The second anti-HER2 agent, pertuzumab lacks sufficient human data regarding its use during pregnancy [4],[10],[14]. Food and Drug Administration (FDA) labeling and preclinical studies have raised concerns about oligohydramnios, delayed renal development, and fetal demise [16]. A single case report documented the discontinuation of trastuzumab and pertuzumab at 10 weeks of gestation after early exposure; the patient experienced reversible cardiac dysfunction, and both maternal and neonatal outcomes were favorable [17].

In our case, the patient received trastuzumab and pertuzumab during the second trimester, and subsequently developed anhydramnios, pulmonary and renal hypoplasia, and neonatal respiratory complications—findings consistent with the literature. As previously reported, some effects were partially reversible after treatment cessation, notably renal changes and amniotic fluid volume. However, due to the limited data on pertuzumab during pregnancy, its specific role in fetal toxicity remains unclear. Like trastuzumab, pertuzumab is a large monoclonal antibody targeting HER2, but binds a different epitope-subdomain II, inhibiting HER2 dimerization with other HER family receptors. Combined administration of trastuzumab and pertuzumab enhances blockade of HER2-driven signaling pathways [18].

Given the pharmacological similarities, it is plausible that pertuzumab contributes to the fetal adverse effects observed when used in combination with trastuzumab during pregnancy.

This clinical case reveals the complexity of managing hormone receptor-positive, HER2-positive breast cancer during pregnancy. It demonstrates the importance of individualized, multidisciplinary care to balance maternal treatment efficacy with fetal safety. Current studies confirms that exposure to trastuzumab—and potentially pertuzumab—during the second and third trimesters is associated with a significantly increased risk of fetal complications, including oligo-/anhydramnios, renal and pulmonary hypoplasia, and neonatal respiratory disorders. However, many of these effects appear to be partially reversible if the therapy is discontinued. This case illustrates this affirmation by the positive neonatal outcome in this case.
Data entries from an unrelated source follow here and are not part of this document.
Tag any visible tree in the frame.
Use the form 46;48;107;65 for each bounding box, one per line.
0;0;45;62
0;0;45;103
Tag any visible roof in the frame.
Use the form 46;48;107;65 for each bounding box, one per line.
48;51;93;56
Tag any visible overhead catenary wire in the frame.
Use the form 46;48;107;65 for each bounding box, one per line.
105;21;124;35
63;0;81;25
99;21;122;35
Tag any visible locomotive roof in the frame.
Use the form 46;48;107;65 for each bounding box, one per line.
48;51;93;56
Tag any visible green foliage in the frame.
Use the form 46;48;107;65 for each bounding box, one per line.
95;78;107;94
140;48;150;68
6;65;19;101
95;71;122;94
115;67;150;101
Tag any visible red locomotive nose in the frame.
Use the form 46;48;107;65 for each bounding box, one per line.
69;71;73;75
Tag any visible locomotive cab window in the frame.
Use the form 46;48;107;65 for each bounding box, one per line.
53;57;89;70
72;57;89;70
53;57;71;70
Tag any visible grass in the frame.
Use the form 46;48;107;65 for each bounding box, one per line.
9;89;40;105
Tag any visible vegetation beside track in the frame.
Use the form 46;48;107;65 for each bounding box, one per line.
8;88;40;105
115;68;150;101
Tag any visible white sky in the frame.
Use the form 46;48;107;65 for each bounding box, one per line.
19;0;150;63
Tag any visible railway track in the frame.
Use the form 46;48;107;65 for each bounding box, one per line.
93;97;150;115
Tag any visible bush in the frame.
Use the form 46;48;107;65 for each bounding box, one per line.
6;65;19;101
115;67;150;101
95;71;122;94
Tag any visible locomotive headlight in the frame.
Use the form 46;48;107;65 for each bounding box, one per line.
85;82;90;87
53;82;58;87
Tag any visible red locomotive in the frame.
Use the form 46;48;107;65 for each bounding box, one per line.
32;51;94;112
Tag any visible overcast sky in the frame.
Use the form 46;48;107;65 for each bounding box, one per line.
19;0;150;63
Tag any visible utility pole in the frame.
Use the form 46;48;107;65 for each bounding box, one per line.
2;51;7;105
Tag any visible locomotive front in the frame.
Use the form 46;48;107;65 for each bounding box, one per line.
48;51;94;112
The close clinical follow-up and multidisciplinary collaboration enabled appropriate therapeutic adjustments in real time, guided by clinical progression and evolving fetal imaging findings. This case underscores the value of a personalized approach in managing cancer during pregnancy.

Further research is urgently needed to evaluate the safety profile of anti-HER2 agents, particularly pertuzumab, during pregnancy and to establish evidence-based guidelines. In the meantime, the clinical decision must be guided by the best available data, careful maternal-fetal risk assessment, and a shared decision making process centered on the patient’s values and priorities.